IPL shares were up 9% at Rs 264.95 at 10.48 am, while the S&P BSE Sensex was down 0.06%.

IPL manufactures various pesticides (technicals and formulations) and pharmaceutical intermediates. Agrochemicals accounted for about 95% of the company’s total sales, while pharmaceutical intermediates accounted for about 5% of the company’s total sales in FY22. While the company sells a range of formulations under various brands in the Indian market, IPL’s focus is on manufacturing technology (mainly fungicide-based). IPL’s products are well-known in Indian and International markets.

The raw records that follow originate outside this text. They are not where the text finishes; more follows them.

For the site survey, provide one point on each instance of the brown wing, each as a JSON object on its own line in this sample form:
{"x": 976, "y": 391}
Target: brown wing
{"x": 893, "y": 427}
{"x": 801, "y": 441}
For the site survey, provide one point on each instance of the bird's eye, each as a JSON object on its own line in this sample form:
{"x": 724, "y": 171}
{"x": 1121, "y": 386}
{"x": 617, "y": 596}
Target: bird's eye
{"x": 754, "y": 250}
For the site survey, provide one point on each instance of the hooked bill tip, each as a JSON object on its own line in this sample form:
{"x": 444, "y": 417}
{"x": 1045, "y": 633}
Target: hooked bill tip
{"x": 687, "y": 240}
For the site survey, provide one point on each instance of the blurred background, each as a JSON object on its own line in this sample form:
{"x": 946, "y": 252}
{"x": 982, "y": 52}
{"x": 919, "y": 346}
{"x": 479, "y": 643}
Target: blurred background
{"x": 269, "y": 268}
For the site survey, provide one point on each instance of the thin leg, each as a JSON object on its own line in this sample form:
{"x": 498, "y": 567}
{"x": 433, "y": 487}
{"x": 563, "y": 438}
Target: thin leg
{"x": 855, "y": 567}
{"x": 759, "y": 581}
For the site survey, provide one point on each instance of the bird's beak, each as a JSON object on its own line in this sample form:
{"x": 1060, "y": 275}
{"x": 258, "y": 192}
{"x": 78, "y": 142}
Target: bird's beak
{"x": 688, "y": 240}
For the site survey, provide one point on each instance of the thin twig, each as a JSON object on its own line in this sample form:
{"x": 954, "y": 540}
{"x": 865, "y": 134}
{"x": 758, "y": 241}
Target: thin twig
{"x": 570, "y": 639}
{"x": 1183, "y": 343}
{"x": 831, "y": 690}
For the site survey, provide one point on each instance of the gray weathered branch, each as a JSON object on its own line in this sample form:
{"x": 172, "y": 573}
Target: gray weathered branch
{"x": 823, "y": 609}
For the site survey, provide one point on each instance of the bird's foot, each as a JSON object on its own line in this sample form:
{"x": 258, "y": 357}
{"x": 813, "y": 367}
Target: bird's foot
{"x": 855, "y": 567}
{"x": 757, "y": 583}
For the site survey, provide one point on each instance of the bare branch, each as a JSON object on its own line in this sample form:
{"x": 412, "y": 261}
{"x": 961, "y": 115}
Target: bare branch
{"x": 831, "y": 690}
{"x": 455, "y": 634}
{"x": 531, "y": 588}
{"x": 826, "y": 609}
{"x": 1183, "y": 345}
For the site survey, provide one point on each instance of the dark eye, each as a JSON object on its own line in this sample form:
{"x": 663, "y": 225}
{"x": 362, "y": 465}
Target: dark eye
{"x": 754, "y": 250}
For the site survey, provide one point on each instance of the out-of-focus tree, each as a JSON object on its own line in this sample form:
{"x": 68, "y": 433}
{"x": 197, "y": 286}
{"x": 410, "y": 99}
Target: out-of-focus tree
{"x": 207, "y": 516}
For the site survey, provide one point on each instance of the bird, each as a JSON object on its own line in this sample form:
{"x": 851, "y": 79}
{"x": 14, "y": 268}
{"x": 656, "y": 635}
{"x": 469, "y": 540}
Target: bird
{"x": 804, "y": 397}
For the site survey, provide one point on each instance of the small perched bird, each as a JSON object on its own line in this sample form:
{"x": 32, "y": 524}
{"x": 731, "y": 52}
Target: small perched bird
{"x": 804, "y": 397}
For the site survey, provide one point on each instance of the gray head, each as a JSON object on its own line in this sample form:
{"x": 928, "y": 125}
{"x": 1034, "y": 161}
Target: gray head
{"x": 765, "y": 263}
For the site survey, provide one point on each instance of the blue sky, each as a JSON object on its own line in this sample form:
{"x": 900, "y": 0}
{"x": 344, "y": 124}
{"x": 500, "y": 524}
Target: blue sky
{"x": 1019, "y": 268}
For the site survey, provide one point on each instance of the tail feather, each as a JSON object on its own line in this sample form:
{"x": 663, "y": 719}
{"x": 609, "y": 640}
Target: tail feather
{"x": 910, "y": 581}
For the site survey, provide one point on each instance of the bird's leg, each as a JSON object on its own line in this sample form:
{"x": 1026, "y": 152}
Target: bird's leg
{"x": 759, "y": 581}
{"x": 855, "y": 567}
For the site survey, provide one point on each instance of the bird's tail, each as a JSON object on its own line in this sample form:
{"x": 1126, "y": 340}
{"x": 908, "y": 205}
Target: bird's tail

However, the sales and profitability of the pesticide industry are primarily dependent on the agroclimatic conditions prevailing in the domestic and global markets. However, to mitigate risk, IPL has diversified its sales geographically. The company is present in all central states of India and has access to the pesticide markets of more than 25 countries.

The pesticide industry is characterized by a high degree of fragmentation, with no single player possessing a significant market share. Intense competition leads to competitive pricing and lower profit margins. Fierce competition and focus on generic drugs have resulted in competitive pricing and lower profit margins in the domestic market. However, CARE Ratings said in its rationale that its growing emphasis on export-led growth had shielded the company from margin pressure.